Один из таких эпизодов носил трагикомическую окраску. Сейчас я, может быть, и не смеялась бы, а тогда хохотала до слёз. Шнитников и его коллега были в какой-то научной экспедиции и ночевали в незнакомом доме. Хозяева постелили им на полу. Среди ночи гости проснулись от того, что всё ходило ходуном. Они поняли, что это землетрясение и надо выбежать из дома. В той глуши, где они заночевали, не было ни фонарей, ни других источников света – тьма полная, абсолютная. Забыв от страха, что он спит на полу Шнитников пытался нащупать край постели и спустить ноги, а край всё не находился, его не было. Им овладел дикий ужас, он решил, что сошёл с ума.
Написано это было с юмором, и я захлёбывалась от смеха. Другую сторону этого случая я не видела. Папа тоже посмеялся над комичностью ситуации, но сдержанно и упомянул о крымском землетрясении, рассказал о том, как это страшно, когда трясёт.
Другой эпизод из книги был без этой страшной подкладки, просто забавный. Будучи аспирантом, Шнитников вёл какую-то работу на кафедре ихтиологии.

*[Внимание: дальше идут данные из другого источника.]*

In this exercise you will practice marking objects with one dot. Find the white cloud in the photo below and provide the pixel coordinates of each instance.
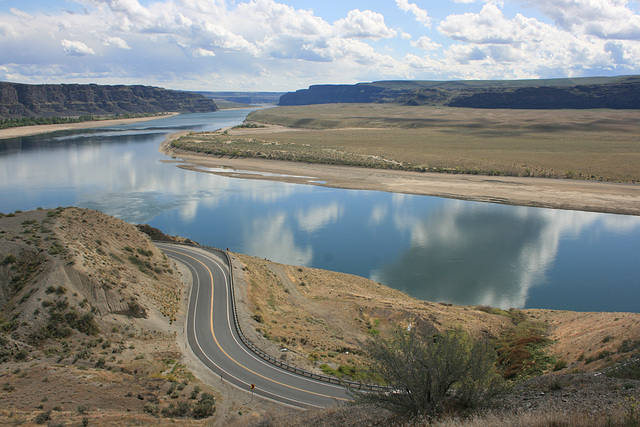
(117, 42)
(20, 14)
(425, 43)
(608, 19)
(421, 15)
(76, 48)
(203, 53)
(365, 24)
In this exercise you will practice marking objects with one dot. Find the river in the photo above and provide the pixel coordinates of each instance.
(432, 248)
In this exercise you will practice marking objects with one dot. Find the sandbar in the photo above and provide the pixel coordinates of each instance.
(571, 194)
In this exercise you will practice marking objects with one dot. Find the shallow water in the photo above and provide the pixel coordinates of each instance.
(432, 248)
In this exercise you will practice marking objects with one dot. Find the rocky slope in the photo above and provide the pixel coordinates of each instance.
(68, 100)
(88, 311)
(614, 92)
(91, 313)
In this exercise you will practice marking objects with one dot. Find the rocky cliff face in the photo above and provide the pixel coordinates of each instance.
(21, 100)
(620, 92)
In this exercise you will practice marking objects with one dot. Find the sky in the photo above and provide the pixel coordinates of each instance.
(285, 45)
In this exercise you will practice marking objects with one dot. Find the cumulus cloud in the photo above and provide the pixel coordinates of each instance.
(117, 42)
(421, 15)
(365, 24)
(20, 14)
(609, 19)
(76, 48)
(425, 43)
(203, 53)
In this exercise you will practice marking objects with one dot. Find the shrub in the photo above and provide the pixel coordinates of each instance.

На кафедре была коллекция рыб (кажется, чучел), и аспирант Шнитников пополнял её и работал с этой коллекцией. Позднее, профессор принимал зачёт на этой кафедре и, когда студент заканчивал ответ по вопросам билета, профессор задавал дополнительный вопрос. Он тыкал в ближайший экземпляр коллекции и спрашивал: «Что это за рыба?». Студент ходил вокруг рыбы, находившейся под стеклом, разглядывал и потом уверенно говорил: «Рыба шнит!». Удивлённый таким ответом, профессор отпускал студента, вызывал следующего, тот входил на кафедру, отвечал на билет, а на вопрос, что за рыба под стеклом, отвечал без тени колебаний, что это шнит. После того, как четвёртый или пятый студент, пришедший на кафедру сдавать зачёт, заявил, что перед ним рыба шнит, профессор решил разобраться с этим странным явлением. Он обследовал со всех сторон рыбу и на стекле увидел этикетку с датой и подписью аспиранта. Подпись эта была разборчивой и прочитывалась как «Шнит».
Выражение «рыба шнит» стало на какое-то время у нас с папой одной из любимых шуток.

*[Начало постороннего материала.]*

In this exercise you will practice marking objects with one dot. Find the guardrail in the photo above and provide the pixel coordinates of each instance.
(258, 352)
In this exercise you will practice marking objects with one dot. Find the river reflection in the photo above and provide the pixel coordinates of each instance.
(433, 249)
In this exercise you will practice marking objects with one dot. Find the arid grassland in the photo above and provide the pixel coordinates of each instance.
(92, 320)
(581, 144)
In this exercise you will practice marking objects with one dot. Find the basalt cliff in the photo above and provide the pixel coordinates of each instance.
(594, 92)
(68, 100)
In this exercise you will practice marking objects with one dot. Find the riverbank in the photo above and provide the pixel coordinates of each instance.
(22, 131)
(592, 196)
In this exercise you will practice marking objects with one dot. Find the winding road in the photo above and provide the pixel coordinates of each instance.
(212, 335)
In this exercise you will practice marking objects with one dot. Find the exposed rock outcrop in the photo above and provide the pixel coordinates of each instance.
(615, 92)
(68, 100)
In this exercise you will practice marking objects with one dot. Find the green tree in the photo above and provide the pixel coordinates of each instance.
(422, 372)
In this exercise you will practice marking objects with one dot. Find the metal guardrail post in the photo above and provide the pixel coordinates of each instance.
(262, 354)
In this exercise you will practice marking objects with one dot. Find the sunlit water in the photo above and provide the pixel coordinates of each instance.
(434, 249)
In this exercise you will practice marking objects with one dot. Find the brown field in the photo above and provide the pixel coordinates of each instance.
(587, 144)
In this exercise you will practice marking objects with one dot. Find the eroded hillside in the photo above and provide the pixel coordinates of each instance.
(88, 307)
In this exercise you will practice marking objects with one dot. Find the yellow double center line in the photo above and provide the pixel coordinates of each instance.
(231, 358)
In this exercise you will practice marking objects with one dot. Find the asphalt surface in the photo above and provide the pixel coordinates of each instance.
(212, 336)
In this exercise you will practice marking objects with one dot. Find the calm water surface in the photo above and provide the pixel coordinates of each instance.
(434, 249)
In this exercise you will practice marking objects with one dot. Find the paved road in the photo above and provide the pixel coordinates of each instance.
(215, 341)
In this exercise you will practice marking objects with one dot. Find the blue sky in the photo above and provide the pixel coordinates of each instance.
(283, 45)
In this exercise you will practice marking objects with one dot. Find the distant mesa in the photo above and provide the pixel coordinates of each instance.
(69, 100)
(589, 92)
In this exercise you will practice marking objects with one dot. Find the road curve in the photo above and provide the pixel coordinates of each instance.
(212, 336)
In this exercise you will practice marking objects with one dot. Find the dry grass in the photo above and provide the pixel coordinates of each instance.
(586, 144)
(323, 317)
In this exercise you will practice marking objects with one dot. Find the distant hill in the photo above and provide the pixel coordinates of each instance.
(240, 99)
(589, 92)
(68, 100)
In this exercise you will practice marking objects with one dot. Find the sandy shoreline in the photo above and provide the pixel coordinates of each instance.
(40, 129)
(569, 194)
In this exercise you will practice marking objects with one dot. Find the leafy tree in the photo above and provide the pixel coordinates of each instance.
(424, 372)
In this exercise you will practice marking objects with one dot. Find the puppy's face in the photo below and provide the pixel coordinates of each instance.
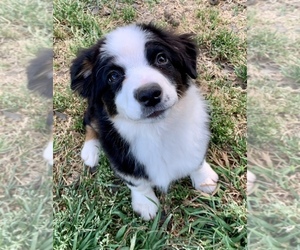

Шёл декабрь. Я продолжала болеть. Родители продолжали возить меня на консультации к разным специалистам.
Врачи в Стрые рекомендовали вырезать гланды, и мама морально готовила меня к возможной операции. Она сказала, что после операции дают мороженое, и я сразу согласилась. За мороженое я бы дала вырезать всё, что угодно, а не только какие-то непонятные гланды. Но мама всё тянула, существовали какие-то сложности, о которых я толком не знала. Были врачи, которые советовали воздержаться от операции. Чтобы меня ещё раз обследовать и решить вопрос об операции окончательно, мама взяла направление во Львов, в институт ОхМаДет (НИИ охраны материнства и детства). Меня повезли во Львов на следующий день после новогоднего праздника. Я должна была пролежать в институте примерно месяц. Мама сказала, что дети лежат там подолгу, поэтому в институте есть учителя и классные комнаты, и там идут занятия, как в обычной школе.

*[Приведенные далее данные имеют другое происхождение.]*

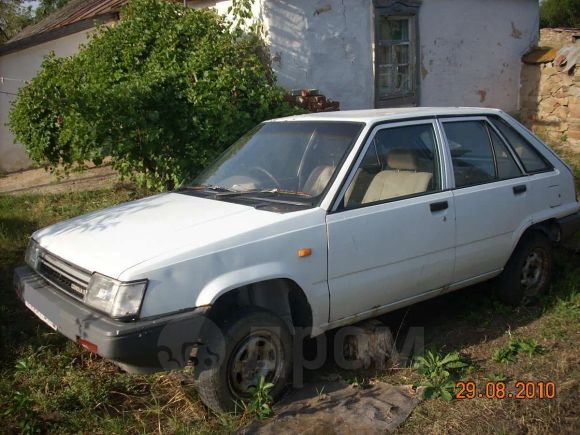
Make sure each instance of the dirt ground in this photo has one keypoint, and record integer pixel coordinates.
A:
(42, 181)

Чтобы поднять моё настроение, родители пообещали мне, что мы погуляем по Львову - в таких больших городах я ещё не бывала - обязательно зайдём в «Детский мир» и покатаемся на детской железной дороге. Не помню, кто рассказал мне о «Детском мире» и детской железной дороге, но я точно знала о том, что в Львове они есть, и давно мечтала увидеть эти чудеса.